So, we stagger days and hours. And luckily, our factory is a big enough space, so when people were able to come back into work, we were able to keep people very separated, with temporal staging and physical staging as well.
Are you looking forward to an event like The 2022 NAMM Show? Will it be nice to pull together again and hash out issues and opportunities, be it with retailers or suppliers?
Absolutely. I mean, I look pretty much at all my peers as friends, all my fellow manufacturers. And so many of my customers I've been able to meet them at NAMM.
For me, NAMM is that the opportunity to, you know, meet face-to-face with customers. Maybe they have performance issues they want to talk about. We need to hear about their problems face-to-face. Maybe they've got product ideas. We've definitely received so many ideas from people coming up to show like, "Hey, you guys should build a blah, blah, blah." And it's like, "well, maybe not that… but actually that aspect of what you just said, that's a great idea." You know what I mean? Getting product development ideas straight from the people that are actually using the gear.
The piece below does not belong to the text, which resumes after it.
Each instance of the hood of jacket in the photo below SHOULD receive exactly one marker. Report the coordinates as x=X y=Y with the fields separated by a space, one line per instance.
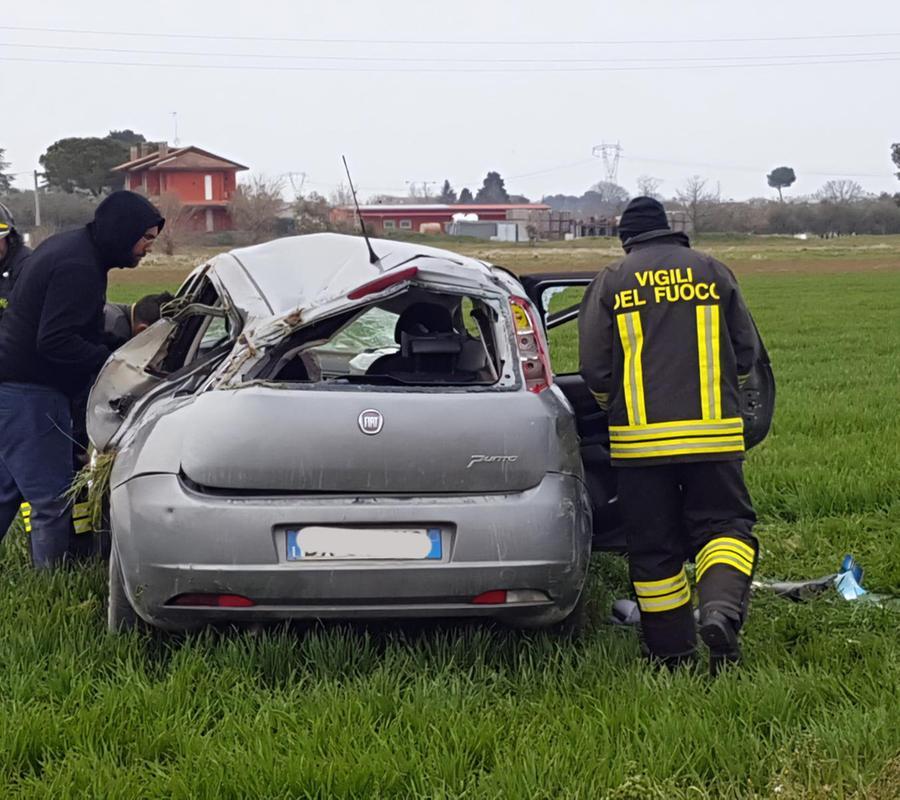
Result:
x=119 y=223
x=654 y=236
I'm not using the gear. I'm building the gear. So I have to be talking with the people using the gear, right?
And then all my peers as well. So many of my close friends I've met at trade shows over the years. My best friends, you know what I mean? Manley's relationship with Universal Audio that started at a trade show. A fuse blew. And I'm looking for other analog manufacturers like, oh, do you have a one amp slo-blow fuse? And then I go see this new company, Universal Audio, oh, you're building like LA-2As and stuff.
Do y'all have a fuse, and this little redhead girl, she's like, “I think we might.” And then she and I become best friends, and we're still best friends today. You know, that started just at a trade show! That’s Erica McDaniel, by the way.
So, it's super important to keep that community going. NAMM is invaluable to me for those reasons. Really, the audio community, we're the best community there is. We're a wonderful group of creative and geeky businesspeople running these companies. And we have to be able to hang out. So, thank you!